Tomte · on March 17, 2015

That's wrong. Someone's hypothetical had no diverging meaning involved, only a stylistic choice in the presentation of the same letter.

And he is still wrong when it comes to the claimed necessity to "guess".

The user has set up his system correctly. "Guessing" only comes into play if you want to force your stylistic variation on others.

And that is obviously a bad idea, for all the reasons called out before, like familiarity and readability.

Let's not kid ourselves. When it comes to Han unification opposition there is mostly one issue at play: plain racism. "Our holy script shall not be defiled by those dirty bastards". And that works in all directions.

Someone · on March 17, 2015

The issue is that, in this example, both the colonials and the British think the two 'g' characters are different letters, just as people nowadays think 'g' and 'G' are different characters (historically, that is at least up for debate: http://en.m.wikipedia.org/wiki/Letter_case#History). Americans will want to see a different character when quoting Shakespeare inside American-English text (globalization starts with a different letter than globalisation)

because Unicode has only one character, writing that text in a text editor or storing it in a text column in a database becomes impossible.

Yes, there are workarounds such as using escape characters or html, but those are a nuisance that could be avoided by including both variants in Unicode.

The unicode consortium is entitled to think differently, but they cannot expect everybody to be happy with their choice.

Anderkent · on March 17, 2015

Isn't this the question of a font? In which case the client chooses if they want to use a font with a double-story or a single-story g?

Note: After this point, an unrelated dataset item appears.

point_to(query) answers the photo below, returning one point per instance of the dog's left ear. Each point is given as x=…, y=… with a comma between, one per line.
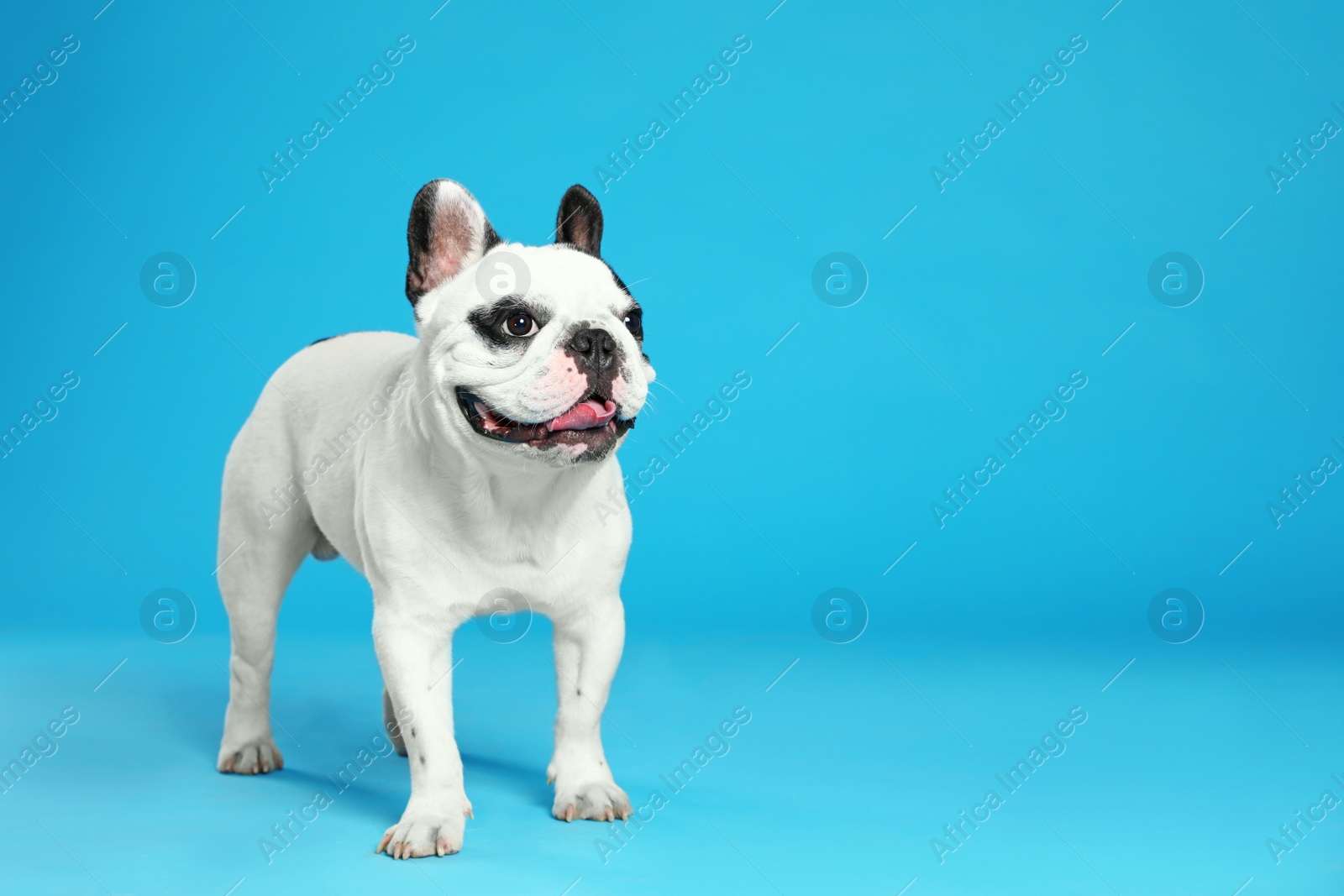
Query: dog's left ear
x=447, y=231
x=580, y=221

Someone · on March 17, 2015

When reading 'gas', the client will have to figure out whether that is about a liquid, in which case it has to choose a colonial 'g' (when written with a British 'g' 'gas' always is a liquid). If the meaning is that of a gaseous substance, the client will have to do additional work to determine what kind of 'g' to write.

alblue · on March 18, 2015

You seem to be misguided about British English, in which gas is actually gaseous and not in fact an abbreviation for petrol.